Esta experiência pessoal, com a qual se ambiciona a união espiritual de todos os Irmãos pertencentes à associação, é individual e impossível de ser partilhada com mais alguém!

Cagliostro - O Arquifeiticeiro
Muitas personagens suspeitas e duvidosas sentiram-se atraídas pelos ritos secretos e, ensinamentos da Maçonaria. Fundaram a sua própria associação secreta e anunciaram não apenas a transmissão de conhecimentos secretos, prometendo também conceder poderes ocultos aos seus adeptos.
Um antigo ajudante de apotecário de Palermo, chamado Giuseppe Balsamo mas conhecido como conde Alessandro Cagliostro (1743-1795), tornou-se particularmente conhecido. Fundou um sistema egípcio da Maçonaria, que através de ritos fantásticos exerceu uma enorme atracção sobre os seus contemporâneos e finalmente, acabaria por dar substância ao paradigma de embusteiro e, feiticeiro intriguista, que sabe manipular a imbecilidade das pessoas em proveito próprio.

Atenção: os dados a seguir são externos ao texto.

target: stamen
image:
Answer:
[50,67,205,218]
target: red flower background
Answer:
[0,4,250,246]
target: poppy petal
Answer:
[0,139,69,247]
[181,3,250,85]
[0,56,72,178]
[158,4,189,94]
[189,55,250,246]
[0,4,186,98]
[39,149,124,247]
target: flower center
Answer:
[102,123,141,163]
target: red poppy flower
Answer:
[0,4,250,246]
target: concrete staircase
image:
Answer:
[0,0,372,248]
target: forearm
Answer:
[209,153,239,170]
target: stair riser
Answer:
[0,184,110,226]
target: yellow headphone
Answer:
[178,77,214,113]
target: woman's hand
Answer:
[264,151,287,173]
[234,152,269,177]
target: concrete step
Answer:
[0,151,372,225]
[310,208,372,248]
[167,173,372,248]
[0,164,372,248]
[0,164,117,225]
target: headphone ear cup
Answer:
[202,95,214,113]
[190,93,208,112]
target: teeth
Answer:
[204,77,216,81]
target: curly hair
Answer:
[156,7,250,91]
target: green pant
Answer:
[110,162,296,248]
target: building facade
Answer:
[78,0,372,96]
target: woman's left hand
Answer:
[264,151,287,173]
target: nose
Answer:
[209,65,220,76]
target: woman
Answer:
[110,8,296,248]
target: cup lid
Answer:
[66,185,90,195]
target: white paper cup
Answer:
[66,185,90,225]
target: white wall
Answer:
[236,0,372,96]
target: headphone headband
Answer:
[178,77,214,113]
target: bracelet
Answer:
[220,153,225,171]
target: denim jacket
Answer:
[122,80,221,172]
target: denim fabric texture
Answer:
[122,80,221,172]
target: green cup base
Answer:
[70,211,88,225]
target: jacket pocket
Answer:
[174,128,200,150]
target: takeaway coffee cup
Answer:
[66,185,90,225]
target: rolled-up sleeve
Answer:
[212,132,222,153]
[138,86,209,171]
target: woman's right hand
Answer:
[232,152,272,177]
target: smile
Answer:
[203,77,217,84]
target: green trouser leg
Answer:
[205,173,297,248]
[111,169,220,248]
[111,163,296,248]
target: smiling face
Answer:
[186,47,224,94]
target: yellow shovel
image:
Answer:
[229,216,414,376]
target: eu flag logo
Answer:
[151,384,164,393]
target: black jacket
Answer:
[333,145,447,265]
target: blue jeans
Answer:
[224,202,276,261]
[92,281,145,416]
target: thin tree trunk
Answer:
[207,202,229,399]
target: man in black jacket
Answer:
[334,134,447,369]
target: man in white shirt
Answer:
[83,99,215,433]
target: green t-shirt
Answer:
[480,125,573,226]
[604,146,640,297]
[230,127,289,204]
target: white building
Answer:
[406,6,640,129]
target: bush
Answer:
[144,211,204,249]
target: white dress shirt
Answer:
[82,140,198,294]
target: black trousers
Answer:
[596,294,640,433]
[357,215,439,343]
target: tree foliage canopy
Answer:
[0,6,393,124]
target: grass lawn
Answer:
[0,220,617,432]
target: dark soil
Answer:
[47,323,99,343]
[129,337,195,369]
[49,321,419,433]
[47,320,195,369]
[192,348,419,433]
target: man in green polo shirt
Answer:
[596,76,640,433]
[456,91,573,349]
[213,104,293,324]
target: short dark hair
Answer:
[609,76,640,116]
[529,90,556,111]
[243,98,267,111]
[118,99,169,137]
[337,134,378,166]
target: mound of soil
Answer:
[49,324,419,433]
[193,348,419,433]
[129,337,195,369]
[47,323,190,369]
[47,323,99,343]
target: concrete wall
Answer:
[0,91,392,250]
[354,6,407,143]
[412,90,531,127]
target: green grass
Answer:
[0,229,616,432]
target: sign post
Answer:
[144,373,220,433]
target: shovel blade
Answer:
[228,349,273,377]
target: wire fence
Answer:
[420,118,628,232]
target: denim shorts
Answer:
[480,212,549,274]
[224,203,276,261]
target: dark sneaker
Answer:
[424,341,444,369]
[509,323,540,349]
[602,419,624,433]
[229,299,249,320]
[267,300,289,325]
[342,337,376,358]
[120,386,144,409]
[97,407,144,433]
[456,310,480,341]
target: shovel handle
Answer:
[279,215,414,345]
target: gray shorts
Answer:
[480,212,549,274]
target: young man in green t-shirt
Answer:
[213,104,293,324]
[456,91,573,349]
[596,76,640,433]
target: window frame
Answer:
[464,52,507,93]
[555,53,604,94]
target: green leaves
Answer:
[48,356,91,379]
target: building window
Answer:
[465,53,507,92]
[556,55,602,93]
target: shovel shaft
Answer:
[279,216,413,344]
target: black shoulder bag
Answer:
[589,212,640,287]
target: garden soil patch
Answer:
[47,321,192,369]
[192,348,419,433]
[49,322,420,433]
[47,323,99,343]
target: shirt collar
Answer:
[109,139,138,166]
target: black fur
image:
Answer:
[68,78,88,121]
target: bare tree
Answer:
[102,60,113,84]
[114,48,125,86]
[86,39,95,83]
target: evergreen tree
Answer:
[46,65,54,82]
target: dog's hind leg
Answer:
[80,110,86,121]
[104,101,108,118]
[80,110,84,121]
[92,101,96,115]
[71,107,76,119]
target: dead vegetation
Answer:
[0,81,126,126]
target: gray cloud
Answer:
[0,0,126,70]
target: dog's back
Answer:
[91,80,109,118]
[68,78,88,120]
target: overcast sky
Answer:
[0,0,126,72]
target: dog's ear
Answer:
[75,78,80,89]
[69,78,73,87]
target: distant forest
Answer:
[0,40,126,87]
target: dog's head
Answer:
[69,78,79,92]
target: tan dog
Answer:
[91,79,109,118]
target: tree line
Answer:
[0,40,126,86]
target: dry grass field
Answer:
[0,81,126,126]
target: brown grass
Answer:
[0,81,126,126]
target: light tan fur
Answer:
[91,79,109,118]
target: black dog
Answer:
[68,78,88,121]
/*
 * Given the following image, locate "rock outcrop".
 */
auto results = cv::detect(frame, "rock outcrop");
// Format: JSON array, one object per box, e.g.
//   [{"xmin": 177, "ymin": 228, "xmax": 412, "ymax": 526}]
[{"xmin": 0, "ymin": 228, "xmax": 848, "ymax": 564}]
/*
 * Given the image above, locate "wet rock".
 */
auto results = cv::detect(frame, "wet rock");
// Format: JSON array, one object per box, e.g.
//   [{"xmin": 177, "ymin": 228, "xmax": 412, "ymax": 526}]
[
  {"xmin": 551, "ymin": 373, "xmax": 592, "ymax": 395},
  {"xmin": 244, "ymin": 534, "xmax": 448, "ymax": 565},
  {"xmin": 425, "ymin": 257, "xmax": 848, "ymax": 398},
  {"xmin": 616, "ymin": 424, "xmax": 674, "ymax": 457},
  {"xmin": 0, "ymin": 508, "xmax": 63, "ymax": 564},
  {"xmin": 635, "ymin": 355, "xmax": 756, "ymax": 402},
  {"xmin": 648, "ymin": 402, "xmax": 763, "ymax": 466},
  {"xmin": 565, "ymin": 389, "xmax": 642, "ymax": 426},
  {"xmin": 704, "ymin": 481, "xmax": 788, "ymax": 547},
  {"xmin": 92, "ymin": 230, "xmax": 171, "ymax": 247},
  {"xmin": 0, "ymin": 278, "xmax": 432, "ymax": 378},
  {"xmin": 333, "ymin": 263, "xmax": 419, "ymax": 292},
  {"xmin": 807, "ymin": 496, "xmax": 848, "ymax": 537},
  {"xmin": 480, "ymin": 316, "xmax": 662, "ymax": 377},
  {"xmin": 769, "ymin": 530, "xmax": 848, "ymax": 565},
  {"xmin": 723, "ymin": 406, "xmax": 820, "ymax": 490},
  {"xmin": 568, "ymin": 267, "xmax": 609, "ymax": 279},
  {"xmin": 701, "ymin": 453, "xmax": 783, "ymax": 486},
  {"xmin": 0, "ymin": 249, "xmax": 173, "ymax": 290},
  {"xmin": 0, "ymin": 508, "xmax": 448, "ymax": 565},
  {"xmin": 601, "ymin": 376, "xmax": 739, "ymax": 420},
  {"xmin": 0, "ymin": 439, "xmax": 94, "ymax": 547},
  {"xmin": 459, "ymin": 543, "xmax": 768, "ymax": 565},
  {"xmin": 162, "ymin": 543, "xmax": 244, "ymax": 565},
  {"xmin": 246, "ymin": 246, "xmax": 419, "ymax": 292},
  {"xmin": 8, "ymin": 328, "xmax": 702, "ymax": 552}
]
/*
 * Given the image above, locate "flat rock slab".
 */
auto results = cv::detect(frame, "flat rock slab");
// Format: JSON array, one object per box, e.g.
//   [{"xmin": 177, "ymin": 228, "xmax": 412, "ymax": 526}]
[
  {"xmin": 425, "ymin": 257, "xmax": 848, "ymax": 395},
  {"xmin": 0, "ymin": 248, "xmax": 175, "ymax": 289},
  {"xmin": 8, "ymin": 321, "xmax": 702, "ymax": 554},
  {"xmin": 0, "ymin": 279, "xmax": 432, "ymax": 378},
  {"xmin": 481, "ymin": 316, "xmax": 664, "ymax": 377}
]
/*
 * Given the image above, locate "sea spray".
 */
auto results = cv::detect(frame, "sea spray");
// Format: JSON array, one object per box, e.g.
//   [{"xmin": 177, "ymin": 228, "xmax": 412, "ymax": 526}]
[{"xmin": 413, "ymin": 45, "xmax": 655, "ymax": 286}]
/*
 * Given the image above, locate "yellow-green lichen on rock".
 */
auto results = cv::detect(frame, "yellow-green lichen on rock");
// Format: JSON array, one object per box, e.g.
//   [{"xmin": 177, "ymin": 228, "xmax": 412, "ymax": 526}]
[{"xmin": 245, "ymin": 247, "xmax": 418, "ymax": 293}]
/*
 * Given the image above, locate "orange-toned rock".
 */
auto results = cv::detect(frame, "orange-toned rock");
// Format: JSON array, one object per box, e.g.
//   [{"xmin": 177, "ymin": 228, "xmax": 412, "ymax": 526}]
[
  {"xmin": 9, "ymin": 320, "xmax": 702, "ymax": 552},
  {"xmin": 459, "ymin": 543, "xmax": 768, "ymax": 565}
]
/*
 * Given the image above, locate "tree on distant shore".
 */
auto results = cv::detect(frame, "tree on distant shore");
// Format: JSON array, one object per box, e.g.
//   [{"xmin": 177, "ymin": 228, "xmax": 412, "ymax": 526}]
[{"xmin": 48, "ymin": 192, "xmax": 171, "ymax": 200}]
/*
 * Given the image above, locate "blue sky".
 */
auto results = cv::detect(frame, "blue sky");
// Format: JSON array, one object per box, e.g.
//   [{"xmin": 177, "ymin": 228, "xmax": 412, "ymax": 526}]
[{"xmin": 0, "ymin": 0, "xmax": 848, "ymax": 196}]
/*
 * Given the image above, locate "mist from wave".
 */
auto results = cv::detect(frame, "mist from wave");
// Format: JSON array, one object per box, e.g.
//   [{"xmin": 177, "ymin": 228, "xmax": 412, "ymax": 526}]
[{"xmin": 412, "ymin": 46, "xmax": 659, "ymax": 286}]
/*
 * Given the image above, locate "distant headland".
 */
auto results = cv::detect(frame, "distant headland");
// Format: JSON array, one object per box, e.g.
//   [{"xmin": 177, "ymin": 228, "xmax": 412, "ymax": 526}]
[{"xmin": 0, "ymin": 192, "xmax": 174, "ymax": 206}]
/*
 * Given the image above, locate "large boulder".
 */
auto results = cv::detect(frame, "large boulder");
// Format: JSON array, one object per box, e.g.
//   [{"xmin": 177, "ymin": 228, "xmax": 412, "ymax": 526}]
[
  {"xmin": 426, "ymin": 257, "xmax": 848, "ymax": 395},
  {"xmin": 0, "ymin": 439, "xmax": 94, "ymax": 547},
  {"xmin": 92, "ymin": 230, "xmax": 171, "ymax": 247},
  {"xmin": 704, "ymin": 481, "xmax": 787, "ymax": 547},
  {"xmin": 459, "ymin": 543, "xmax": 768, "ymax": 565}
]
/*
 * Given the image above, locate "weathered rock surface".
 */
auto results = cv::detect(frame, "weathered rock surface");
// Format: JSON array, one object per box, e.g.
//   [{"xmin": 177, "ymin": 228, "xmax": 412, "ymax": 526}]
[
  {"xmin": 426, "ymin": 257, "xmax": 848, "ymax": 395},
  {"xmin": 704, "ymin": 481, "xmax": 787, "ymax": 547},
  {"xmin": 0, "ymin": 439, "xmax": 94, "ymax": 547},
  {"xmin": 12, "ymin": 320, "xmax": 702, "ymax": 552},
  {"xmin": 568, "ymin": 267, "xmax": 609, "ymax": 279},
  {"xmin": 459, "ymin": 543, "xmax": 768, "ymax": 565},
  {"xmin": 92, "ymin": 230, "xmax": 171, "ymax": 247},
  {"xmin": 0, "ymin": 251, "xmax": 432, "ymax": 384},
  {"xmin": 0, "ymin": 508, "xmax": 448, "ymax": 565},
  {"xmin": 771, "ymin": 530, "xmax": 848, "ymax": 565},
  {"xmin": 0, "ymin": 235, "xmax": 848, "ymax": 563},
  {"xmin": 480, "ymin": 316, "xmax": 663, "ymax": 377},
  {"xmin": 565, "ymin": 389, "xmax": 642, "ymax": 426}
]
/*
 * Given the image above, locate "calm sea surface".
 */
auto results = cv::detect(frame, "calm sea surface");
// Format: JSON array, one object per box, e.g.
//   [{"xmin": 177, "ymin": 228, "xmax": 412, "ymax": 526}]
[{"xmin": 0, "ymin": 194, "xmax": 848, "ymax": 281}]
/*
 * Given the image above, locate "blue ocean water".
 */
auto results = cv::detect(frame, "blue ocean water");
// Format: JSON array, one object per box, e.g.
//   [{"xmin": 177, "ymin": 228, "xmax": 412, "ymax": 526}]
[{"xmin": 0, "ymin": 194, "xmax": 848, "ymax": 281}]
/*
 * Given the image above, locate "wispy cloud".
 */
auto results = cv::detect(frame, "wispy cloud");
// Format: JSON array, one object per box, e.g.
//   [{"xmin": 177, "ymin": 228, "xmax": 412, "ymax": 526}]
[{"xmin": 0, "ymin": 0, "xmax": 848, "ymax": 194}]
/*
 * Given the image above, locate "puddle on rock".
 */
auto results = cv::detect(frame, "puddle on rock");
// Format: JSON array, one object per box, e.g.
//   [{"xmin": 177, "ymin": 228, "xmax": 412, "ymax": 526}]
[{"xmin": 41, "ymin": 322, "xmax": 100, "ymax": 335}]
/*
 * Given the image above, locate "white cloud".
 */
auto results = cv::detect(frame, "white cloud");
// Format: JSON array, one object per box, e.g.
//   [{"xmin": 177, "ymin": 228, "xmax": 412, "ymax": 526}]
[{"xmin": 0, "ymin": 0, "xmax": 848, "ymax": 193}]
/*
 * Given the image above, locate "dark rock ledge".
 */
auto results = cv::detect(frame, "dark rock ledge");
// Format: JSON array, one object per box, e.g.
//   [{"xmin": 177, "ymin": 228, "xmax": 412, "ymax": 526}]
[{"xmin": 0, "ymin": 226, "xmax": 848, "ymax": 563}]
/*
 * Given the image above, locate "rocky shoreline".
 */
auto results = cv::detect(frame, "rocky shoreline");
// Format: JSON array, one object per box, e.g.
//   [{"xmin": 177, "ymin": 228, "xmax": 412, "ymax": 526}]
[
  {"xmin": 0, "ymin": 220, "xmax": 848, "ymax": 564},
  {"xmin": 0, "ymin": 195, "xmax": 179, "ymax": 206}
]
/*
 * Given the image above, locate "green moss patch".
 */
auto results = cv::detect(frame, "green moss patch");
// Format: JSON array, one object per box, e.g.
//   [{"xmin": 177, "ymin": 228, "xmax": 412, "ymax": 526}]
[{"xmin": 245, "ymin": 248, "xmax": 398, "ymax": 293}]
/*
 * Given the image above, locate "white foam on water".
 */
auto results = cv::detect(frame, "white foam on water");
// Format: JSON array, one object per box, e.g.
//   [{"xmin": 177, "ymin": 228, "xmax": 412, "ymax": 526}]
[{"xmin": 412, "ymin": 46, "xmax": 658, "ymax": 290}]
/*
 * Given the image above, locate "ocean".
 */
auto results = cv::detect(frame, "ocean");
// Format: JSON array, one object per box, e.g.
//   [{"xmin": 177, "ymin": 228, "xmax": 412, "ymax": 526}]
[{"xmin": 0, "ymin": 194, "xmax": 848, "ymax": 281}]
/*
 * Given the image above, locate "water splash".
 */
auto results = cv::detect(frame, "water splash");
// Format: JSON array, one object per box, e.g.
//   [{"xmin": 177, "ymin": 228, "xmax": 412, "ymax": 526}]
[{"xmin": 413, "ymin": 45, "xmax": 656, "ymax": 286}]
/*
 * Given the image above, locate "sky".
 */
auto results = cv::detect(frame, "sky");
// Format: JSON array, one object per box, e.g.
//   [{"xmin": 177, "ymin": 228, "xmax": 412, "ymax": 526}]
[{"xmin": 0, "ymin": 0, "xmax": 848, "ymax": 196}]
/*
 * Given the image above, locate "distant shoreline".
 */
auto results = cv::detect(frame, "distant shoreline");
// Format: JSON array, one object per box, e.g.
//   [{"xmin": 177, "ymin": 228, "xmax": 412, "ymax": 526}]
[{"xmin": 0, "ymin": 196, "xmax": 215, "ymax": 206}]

As Promessas de Cagliostro
Cagliostro prometia aos seus apoiantes a «perfeição através de um renascimento físico e moral». Esta, era obtida mediante uma clausura de 40 dias num quarto isolado, a sujeição a um jejum rigoroso e, a administração de algumas gotas de uma tintura misteriosa que o próprio grão-mestre Cagliostro fornecia.
No 33.º dia apareciam os sete primeiros anjos criados por Deus e, sobre um pergaminho com uma preparação especial, estes deixariam impresso o seu sinete. No 40.º dia, os escolhidos receberiam da mão dos anjos uma figura geométrica e nesse momento a sua inteligência e, juízo, tornar-se-iam incomensuráveis.

Ao longo dos tempos a imaginação fértil, alada a uma misticidade e sabedoria secreta que muitos apelavam e clamavam em si, fez com que estas sociedades secretas se ramificassem exponencialmente - até aos dias de hoje! Promessas vãs em associação e organização esotéricas ou simplesmente a pertença de conhecimentos que dizem ter e obter nas diversas celebrações rituais ao longo dos séculos, o certo é que mesmo na actualidade estas nos induzem num certo mistério - e por vezes receio - de algo estranho se revelar sobre nós. Embuste ou verdade são fronteiras e mesmo barreiras que muitos de nós ainda não alcançámos, seja em vertentes maçónicas - ou outras - de filosofias ou ideologias contrárias ao que até aqui nos regiam e, seduziam. Estando em pleno século XXI, o Homem tem a necessidade de saber mais, de se alongar em conhecimentos e, de se autenticar mais sapiente e mais evolutivo, nessa consciência de não ser só um mero corpo destituído de alma ou razão mas, podendo cair nas falsas promessas de trapaceiros e mentirosos, esses novos raciocínios e presciências poderem efectivamente não serem correctos ou exactos. Seja como for, haverá ainda muito a aprender, a consciencializar e a reestruturar em novas e duradouras mentalidades, a verdadeira essência humana em corpo, mente e alma todas numa só consistência!
A bem de todo esse conhecimento e de toda uma só verdade, assim possa continuar a ser! A bem da Humanidade!